Honoring the Women Who Changed the Game of Advertising — Joanne Davis
In honor of Women’s History Month, a few of my favorite women in advertising history — the last one I am lucky to have worked with (no I’m not that old 😉) — set the stage for the rest of us.
Helen Lansdowne Resor was hired by J. Walter Thompson as the first female copywriter in 1908. She wrote for P&G, the Red Cross, and Cisco. She pioneered advertorials and brought Norman Rockwell into JWT as an illustrator. She and her team wrote “Women Must Work to Win the War,” which resulted in three million women entering the workforce by 1943.
Shirley Polykoff wrote “Does She — or Doesn’t She” for Clairol in 1957 at FCB. Before the campaign, seven percent of women in the US dyed their hair. After, it was more than 50 percent.
Mary Wells Lawrence founded Wells, Rich, Greene in 1966 and took it public in 1968, the first female CEO of a company traded on the NY Stock Exchange.
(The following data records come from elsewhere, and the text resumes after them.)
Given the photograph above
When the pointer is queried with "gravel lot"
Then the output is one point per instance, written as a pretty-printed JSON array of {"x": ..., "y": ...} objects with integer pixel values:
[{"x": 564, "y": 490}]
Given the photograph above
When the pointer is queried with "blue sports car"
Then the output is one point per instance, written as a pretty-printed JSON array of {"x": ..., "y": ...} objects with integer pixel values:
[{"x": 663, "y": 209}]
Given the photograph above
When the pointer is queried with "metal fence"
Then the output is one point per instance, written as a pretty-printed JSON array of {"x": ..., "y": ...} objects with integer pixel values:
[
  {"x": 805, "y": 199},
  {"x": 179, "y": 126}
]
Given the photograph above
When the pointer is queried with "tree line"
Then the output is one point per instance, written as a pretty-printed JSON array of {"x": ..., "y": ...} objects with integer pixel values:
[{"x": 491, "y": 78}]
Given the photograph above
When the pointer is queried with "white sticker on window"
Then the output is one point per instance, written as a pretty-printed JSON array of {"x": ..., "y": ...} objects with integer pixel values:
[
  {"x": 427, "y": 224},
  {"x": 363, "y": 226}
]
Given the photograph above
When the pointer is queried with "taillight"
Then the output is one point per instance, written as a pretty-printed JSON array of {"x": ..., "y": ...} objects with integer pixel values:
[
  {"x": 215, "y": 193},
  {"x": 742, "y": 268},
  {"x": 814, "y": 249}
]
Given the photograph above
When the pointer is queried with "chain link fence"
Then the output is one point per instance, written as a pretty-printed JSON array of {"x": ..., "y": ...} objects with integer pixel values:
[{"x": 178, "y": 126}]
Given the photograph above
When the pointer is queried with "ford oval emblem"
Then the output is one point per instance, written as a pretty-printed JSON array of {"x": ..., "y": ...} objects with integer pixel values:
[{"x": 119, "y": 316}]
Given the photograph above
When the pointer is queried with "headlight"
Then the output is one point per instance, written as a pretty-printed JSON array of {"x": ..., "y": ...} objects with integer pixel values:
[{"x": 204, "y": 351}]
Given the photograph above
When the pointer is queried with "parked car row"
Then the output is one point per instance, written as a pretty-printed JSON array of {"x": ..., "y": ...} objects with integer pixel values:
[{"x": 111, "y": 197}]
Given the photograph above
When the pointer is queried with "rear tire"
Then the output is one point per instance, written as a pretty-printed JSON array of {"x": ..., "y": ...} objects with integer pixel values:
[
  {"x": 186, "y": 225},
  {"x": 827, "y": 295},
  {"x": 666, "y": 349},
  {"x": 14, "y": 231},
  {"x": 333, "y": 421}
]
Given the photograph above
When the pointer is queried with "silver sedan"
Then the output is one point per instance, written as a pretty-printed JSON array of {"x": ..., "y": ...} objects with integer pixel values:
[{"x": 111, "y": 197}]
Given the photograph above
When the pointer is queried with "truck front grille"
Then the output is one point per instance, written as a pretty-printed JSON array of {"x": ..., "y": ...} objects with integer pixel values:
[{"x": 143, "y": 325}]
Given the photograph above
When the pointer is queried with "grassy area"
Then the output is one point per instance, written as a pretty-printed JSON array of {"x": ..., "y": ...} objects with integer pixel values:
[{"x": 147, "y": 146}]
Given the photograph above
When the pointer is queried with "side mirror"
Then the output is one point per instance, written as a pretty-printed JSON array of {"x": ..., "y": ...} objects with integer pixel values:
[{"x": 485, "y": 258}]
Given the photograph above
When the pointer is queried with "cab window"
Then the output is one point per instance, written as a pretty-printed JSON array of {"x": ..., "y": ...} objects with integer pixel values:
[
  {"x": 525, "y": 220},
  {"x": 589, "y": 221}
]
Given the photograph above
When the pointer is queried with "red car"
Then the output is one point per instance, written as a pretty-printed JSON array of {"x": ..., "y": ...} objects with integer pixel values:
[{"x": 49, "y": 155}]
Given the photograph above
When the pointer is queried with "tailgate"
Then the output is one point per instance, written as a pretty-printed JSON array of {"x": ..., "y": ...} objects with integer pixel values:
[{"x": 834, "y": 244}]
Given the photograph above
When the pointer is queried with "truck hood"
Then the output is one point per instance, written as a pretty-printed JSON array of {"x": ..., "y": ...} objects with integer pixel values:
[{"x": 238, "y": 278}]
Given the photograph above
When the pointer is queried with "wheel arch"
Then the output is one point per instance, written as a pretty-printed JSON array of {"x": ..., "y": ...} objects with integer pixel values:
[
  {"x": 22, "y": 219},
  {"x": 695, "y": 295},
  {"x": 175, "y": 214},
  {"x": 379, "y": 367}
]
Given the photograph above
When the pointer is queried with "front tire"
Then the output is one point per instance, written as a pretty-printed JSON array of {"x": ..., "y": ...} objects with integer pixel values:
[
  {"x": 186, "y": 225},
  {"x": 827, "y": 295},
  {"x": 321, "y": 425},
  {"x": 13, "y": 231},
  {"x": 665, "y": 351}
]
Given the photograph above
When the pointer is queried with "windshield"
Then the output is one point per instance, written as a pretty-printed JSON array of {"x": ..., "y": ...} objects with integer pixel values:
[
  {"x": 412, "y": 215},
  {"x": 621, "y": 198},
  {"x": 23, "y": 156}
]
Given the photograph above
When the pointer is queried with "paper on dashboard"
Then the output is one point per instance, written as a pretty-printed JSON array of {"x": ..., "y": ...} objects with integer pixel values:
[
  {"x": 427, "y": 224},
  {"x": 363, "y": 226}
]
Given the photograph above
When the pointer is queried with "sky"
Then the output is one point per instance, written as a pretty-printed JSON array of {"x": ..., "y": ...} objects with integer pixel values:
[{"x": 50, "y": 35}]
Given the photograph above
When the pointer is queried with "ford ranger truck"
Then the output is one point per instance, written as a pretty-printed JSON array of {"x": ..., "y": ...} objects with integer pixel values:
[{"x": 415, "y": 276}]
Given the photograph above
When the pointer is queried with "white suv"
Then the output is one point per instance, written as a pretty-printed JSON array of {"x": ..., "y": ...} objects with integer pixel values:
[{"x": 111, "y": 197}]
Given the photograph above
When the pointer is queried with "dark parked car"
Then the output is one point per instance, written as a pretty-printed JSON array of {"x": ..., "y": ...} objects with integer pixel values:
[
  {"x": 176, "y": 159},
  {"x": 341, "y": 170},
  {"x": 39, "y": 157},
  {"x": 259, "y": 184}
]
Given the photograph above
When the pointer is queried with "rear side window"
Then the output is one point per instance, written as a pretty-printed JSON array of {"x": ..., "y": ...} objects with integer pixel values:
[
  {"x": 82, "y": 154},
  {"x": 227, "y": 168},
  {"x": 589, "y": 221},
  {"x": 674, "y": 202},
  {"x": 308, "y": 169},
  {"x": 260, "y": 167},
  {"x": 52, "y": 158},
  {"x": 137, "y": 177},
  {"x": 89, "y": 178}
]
She then took the agency private and stepped down in 1990.
WRG created “I Love NY,“ “Raise Your Hand if You’re Sure,” “I Can’t Believe I Ate The Whole Thing” — for Alka Seltzer, and so many more.
I was lucky as a very young account person to work at Wells Rich Greene.
We celebrated our clients and as a woman-owned agency, women were treated equally — good or bad.
I learned from Mary; we love our clients. Every day.
Accounts went into review because we weren’t loving our clients, not because of bad creative — that the clients briefed and approved.
The most important lesson was to love our clients.
My wish to young advertising women in this history month is to love your clients — every day. And watch how the relationship flourishes.
And to clients everywhere, love your agencies back — beyond Women’s History Month — every day. And see the results of the work. And share the success.